Global Bullshit.

Now that the UN has proclaimed the debate over Global Cooling Warming Climate Change to be ended, I got the urge to write one of my typically long and heavily link-filled pieces on the topic. Somebody beat me to it. Read J. R. Dunn’s A Necessary Apocalypse at The American Thinker if you have not already done so. A teaser:

That environmentalism is in fact a pseudo-religion goes without saying. Like all such, it possesses every element of contemporary legitimate belief. It has a deity, in this case the goddess Gaia, the personification of the living Earth, (first envisioned by James Lovelock, whom we can slot in as high priest). It has its holy books, most changing with the seasons, and most, as is true of the Bible with many convinced Christians, utterly unread. It has its saints, its prophets, its commandments, religious rituals (be sure to recycle that bottle), a large gallery of sins, mortal and otherwise, and an even larger horde of devils. (Let me pause here to sharpen a horn.)

Another item that a pseudo-religion must have is an apocalypse – and that’s what global warming is all about.

Once you’ve read that, sit back and enjoy Penn & Teller’s Showtime episode of Bullshit! on the topic of environmentalism.

Let me quote from one of the people interviewed for the piece: Patrick Moore, a founding member and former President of Greenpeace:

The environmental movement was basically hijacked by political and social activists who came in and very cleverly learned how to use green rhetoric, or green language, to cloak agendas that actually had more to do with anti-corporatism, anti-globalization, anti-business, and very little to do with science or ecology. And that’s when I left. (The Greenpeace organization.)

I realized that the movement I had started was being taken over by politicoes, basically, and that they were using it for fundrasing purposes.

Most of the environmental movement is composed of white, upper-middle class people who are, I think incorrectly, telling people in the rest of the world what to do, where people don’t live in nice houses and don’t have good drinking water and good health standards. I think the environmental movement is basically elitist.

Nobody’s going to listen to you if you say the world is not gonna come to an end, but if you say the world is coming to an end you get headlines.
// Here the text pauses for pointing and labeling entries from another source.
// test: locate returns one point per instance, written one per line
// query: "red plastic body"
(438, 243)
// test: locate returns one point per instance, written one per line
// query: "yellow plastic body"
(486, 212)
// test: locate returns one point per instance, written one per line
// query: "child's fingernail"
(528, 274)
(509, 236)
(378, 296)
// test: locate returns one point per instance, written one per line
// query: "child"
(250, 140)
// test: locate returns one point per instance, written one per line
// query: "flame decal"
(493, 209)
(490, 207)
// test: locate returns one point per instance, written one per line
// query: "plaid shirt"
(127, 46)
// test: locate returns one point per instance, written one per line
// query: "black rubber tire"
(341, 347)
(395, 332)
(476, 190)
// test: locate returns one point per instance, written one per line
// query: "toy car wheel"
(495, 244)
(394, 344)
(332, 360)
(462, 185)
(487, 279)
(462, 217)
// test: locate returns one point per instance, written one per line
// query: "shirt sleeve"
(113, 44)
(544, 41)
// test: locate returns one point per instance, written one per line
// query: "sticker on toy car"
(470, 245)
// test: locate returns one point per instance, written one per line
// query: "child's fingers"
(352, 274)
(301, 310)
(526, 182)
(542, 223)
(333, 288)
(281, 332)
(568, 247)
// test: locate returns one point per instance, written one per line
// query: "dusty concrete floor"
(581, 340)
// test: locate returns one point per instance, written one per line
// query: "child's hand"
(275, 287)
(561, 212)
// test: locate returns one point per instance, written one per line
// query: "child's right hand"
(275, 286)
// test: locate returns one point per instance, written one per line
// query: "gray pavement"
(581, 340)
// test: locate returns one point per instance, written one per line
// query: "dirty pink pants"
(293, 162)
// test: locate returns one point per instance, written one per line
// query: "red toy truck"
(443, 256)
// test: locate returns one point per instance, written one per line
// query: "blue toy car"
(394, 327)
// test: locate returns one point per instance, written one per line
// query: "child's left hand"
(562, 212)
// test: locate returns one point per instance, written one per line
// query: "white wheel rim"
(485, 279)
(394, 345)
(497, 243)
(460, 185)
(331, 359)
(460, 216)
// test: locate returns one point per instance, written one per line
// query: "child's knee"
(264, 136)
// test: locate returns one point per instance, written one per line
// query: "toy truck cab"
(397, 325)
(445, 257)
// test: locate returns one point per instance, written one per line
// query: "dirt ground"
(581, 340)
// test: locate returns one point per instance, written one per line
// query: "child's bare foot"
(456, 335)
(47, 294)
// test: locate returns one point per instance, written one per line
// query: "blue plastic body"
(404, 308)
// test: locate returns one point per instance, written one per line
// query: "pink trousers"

And so sensationalism, especially when it’s combined with misinformation, leads to a situation where people send gobs of money to these groups for campaigns that are actually totally misguided.

The campaign against forestry is a classic case of absolutely and totally misleading the general public. It’s true that we are losing forests in the tropics of this world, but it’s not because of logging companies, it’s because of poor people – millions of them, who are trying to make a living and grow some food for their families. The fact is, in North America, there is still as much forest as there was a hundred years ago. And the reason there’s so much forest is because we use so much wood. Because we cut trees down to make our houses, But the environmental groups have got people thinking that when you go into a lumberyard and buy wood, you’re causing the forest to be destroyed, when in fact what you’re doing is ordering new trees to be planted. It is something we have to do in order to feed and house the six billion people on this earth.

And it drives me even further crazy to have them say they’re against globalization when their main tools of trade are cell phones and the internet. It just makes no sense at all to be against science and technology, and then to use science and technology, whether its jet planes to get to international environmental meetings, or cell phones or laptop computers. You’re part of globalization. So how can you be against it?

I can’t add much to that, though in a future post I will attempt to.